An open letter to Justice K.G. Balakrishnan

An open letter to Justice K.G. Balakrishnan

24 March 2010


Justice Sri. K.G. Balakrishnan

Chief Justice of India


On 7 March 2010, when India was eagerly waiting for the Women’s Reservation Bill to be passed and harping on political empowerment of women, you made a “radical suggestion” at a National Seminar on access to justice, relief and rehabilitation of rape victims in New Delhi.

You are reported to have said that courts must give “due regard to the personal autonomy of a rape victim” and “respect her wishes if she chooses to marry the rapist or have the child conceived through the crime”.

You are also reported to have said that “the Union and state governments should create the fund for compensation to be awarded to (rape) victims”, along the lines of a legislation which was enacted in 2005 under which compensation could go up to a maximum of Rs 3 lakh.

The Indian rape law seems to have been based on the radical feminist belief that “all heterosexual intercourse is rape because women, as a group, are not strong enough to give meaningful consent”.

However, your statement suggests that a woman is able to make meaningful decisions on marrying a person who has raped her, which is indeed very radical, and makes you the only Judge who openly pronounced that marriage is the appropriate sentence for the “rapist”.

Your suggestion on compensation to rape victims is also very radical and would certainly be a very lucrative, Government sponsored scheme for men and women who are bankrupt…of all scruples:

  • A man can rape a woman so that he can get married to her.
  • A man can rape a woman and pay her.
  • A woman can have consensual sex and blackmail a man into marriage claiming rape.
  • A woman can make false allegations of rape to get compensation.

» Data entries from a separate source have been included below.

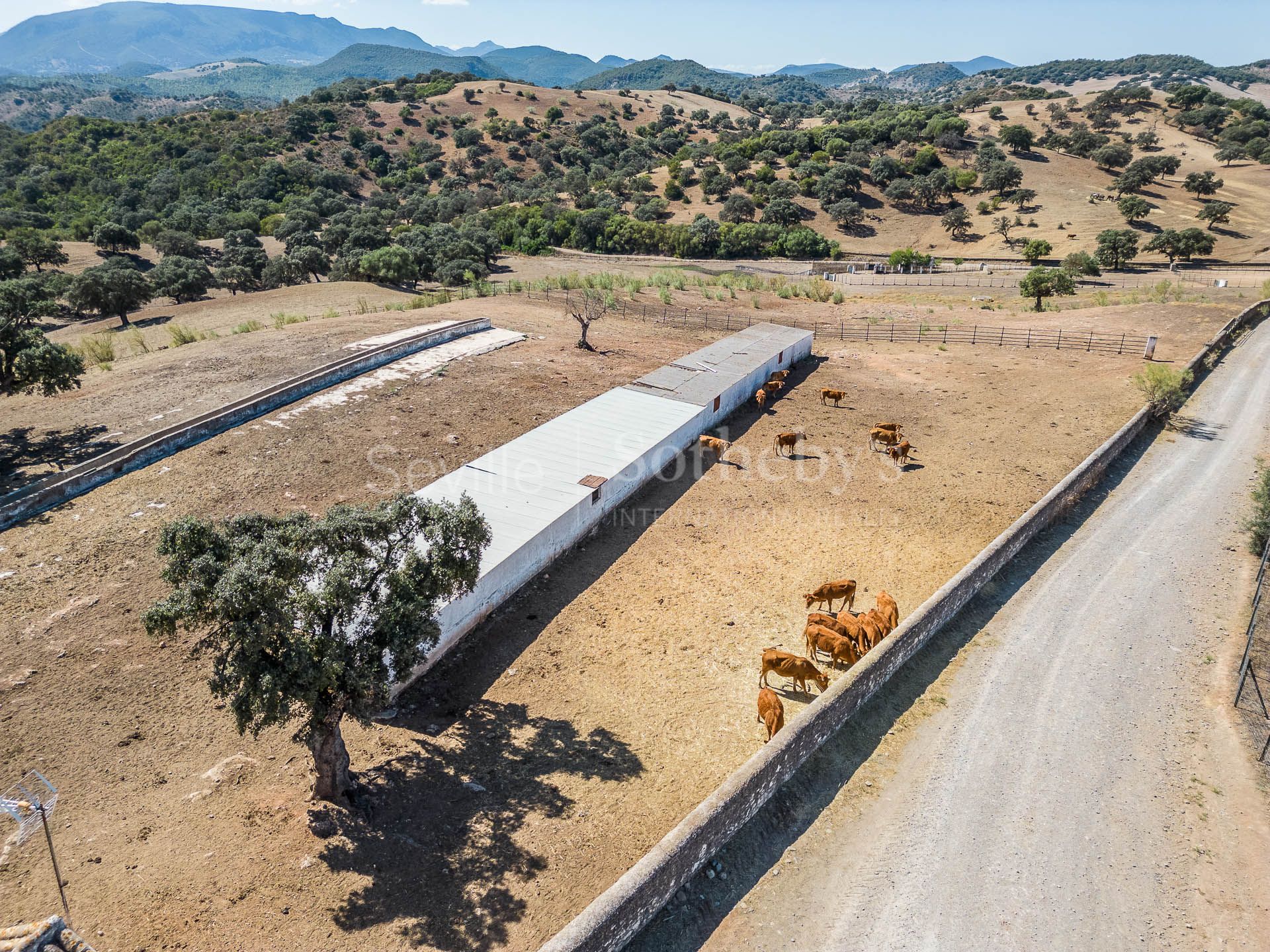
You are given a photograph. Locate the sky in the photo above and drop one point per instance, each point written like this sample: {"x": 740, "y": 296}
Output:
{"x": 760, "y": 36}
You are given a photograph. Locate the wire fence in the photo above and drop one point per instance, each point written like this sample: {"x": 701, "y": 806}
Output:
{"x": 1255, "y": 664}
{"x": 893, "y": 332}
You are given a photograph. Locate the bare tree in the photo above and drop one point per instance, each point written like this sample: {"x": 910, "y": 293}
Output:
{"x": 586, "y": 309}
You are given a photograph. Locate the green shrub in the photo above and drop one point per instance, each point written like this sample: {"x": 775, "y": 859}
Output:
{"x": 1257, "y": 524}
{"x": 1164, "y": 387}
{"x": 98, "y": 348}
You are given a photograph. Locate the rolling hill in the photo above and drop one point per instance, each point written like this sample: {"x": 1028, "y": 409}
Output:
{"x": 686, "y": 74}
{"x": 103, "y": 38}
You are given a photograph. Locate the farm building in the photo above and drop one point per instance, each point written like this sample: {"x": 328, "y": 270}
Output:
{"x": 545, "y": 491}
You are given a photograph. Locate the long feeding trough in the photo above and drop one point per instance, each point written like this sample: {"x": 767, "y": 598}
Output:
{"x": 545, "y": 491}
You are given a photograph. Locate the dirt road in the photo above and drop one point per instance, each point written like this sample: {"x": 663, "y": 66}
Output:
{"x": 1079, "y": 785}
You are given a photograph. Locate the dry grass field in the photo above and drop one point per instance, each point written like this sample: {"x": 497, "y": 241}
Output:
{"x": 585, "y": 719}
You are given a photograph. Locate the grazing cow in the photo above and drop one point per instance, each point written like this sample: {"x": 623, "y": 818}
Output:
{"x": 887, "y": 438}
{"x": 870, "y": 629}
{"x": 850, "y": 623}
{"x": 788, "y": 441}
{"x": 828, "y": 621}
{"x": 888, "y": 610}
{"x": 771, "y": 711}
{"x": 829, "y": 590}
{"x": 715, "y": 446}
{"x": 799, "y": 670}
{"x": 836, "y": 647}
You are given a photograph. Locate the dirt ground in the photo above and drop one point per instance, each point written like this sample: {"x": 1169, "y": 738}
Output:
{"x": 592, "y": 713}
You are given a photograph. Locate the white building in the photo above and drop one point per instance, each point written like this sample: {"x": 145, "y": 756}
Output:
{"x": 545, "y": 491}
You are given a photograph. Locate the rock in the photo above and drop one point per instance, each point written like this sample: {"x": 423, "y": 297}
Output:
{"x": 321, "y": 824}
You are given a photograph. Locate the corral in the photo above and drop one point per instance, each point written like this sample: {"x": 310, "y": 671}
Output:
{"x": 582, "y": 720}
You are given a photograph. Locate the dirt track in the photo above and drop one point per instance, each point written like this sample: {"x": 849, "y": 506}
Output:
{"x": 1083, "y": 787}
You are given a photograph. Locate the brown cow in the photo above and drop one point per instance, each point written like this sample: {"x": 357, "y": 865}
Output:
{"x": 771, "y": 711}
{"x": 872, "y": 629}
{"x": 829, "y": 590}
{"x": 799, "y": 670}
{"x": 888, "y": 610}
{"x": 715, "y": 446}
{"x": 788, "y": 441}
{"x": 850, "y": 623}
{"x": 836, "y": 647}
{"x": 888, "y": 438}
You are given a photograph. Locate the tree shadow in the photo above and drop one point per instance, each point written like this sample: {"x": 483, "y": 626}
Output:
{"x": 792, "y": 811}
{"x": 436, "y": 828}
{"x": 22, "y": 451}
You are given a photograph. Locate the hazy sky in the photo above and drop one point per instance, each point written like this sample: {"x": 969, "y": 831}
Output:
{"x": 765, "y": 34}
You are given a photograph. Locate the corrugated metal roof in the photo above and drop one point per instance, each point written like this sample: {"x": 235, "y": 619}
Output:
{"x": 701, "y": 376}
{"x": 525, "y": 485}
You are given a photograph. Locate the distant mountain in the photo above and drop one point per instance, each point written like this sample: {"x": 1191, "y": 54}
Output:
{"x": 686, "y": 74}
{"x": 923, "y": 77}
{"x": 842, "y": 75}
{"x": 544, "y": 66}
{"x": 968, "y": 66}
{"x": 488, "y": 46}
{"x": 103, "y": 38}
{"x": 808, "y": 69}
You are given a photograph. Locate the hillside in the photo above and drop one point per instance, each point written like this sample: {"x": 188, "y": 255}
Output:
{"x": 687, "y": 74}
{"x": 1160, "y": 70}
{"x": 545, "y": 66}
{"x": 968, "y": 66}
{"x": 101, "y": 38}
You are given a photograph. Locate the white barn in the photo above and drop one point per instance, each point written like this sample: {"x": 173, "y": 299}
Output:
{"x": 545, "y": 491}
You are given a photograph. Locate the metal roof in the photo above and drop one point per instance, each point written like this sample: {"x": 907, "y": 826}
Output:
{"x": 525, "y": 485}
{"x": 701, "y": 376}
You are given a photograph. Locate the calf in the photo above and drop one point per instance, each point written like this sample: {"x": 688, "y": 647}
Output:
{"x": 888, "y": 610}
{"x": 887, "y": 438}
{"x": 771, "y": 711}
{"x": 829, "y": 590}
{"x": 715, "y": 446}
{"x": 788, "y": 441}
{"x": 799, "y": 670}
{"x": 836, "y": 647}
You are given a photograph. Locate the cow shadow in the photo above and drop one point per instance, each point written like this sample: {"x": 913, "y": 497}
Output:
{"x": 22, "y": 451}
{"x": 435, "y": 834}
{"x": 762, "y": 842}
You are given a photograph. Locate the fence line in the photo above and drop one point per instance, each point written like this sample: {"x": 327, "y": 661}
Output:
{"x": 1255, "y": 623}
{"x": 894, "y": 332}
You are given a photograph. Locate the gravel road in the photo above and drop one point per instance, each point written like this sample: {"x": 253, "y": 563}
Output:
{"x": 1082, "y": 786}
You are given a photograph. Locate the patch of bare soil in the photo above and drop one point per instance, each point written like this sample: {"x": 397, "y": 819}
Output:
{"x": 574, "y": 728}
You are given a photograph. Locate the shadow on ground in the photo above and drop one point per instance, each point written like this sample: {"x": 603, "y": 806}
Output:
{"x": 436, "y": 829}
{"x": 759, "y": 846}
{"x": 27, "y": 456}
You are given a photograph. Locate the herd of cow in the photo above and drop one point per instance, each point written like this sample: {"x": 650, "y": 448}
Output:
{"x": 843, "y": 636}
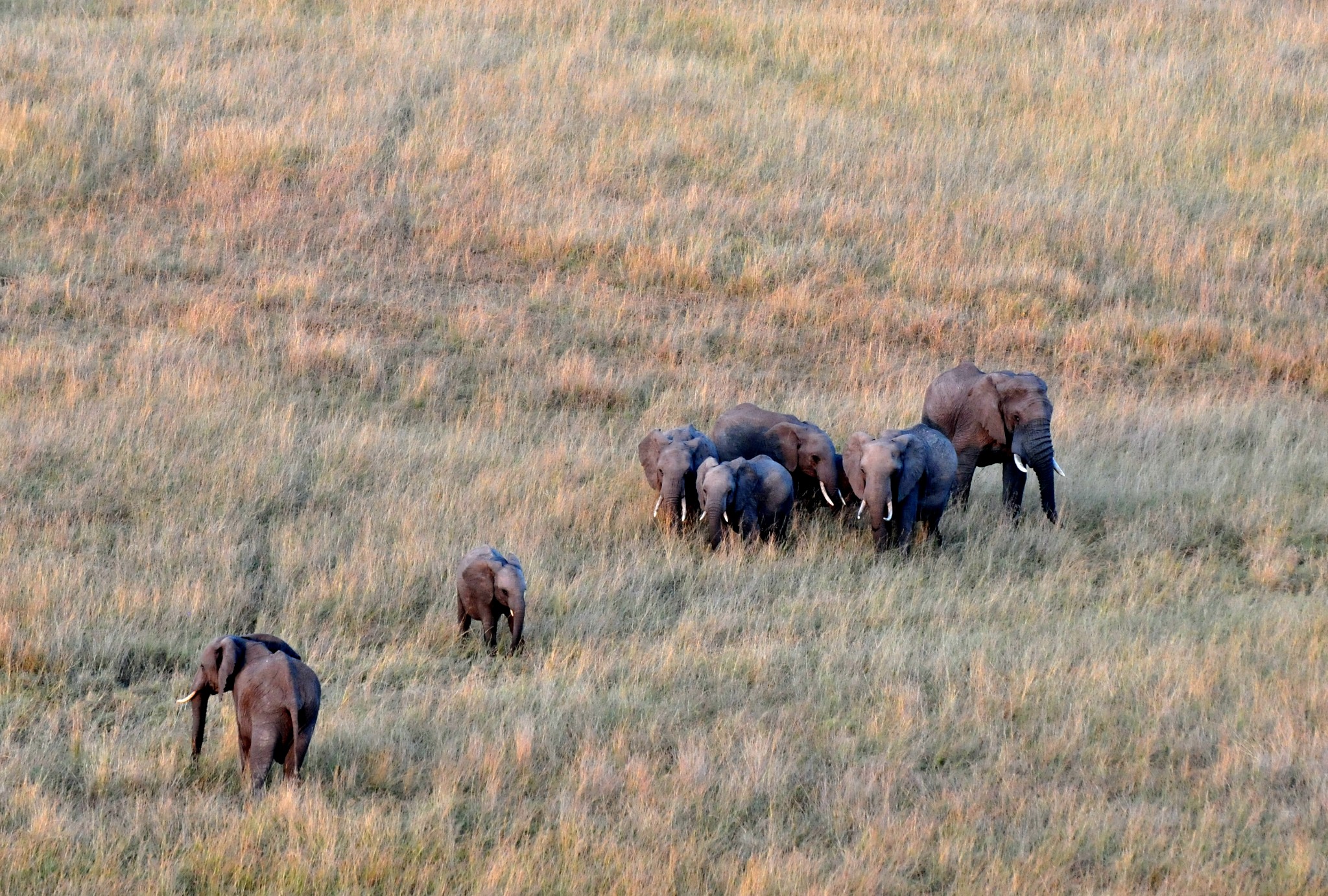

Sir, you and the furniture around you are fortunate that even radical feminists like Ms. Brinda Karat and Ms. Girija Vyas merely “took exception” to your radical comments.

It would have been good if you had gone all the way and addressed a “very serious problem” of recent times – “marital rape”. If radical feminist reports are anything to go by, 3 out of 4 women are victims of marital rape. What is the appropriate “sentence” for the man who is already married and has borne children with his “rape victim”? How will the “Government rape relief fund” compensate the married “rape victim”?

I am sure you have the answers and I look forward to your next radical pronouncement.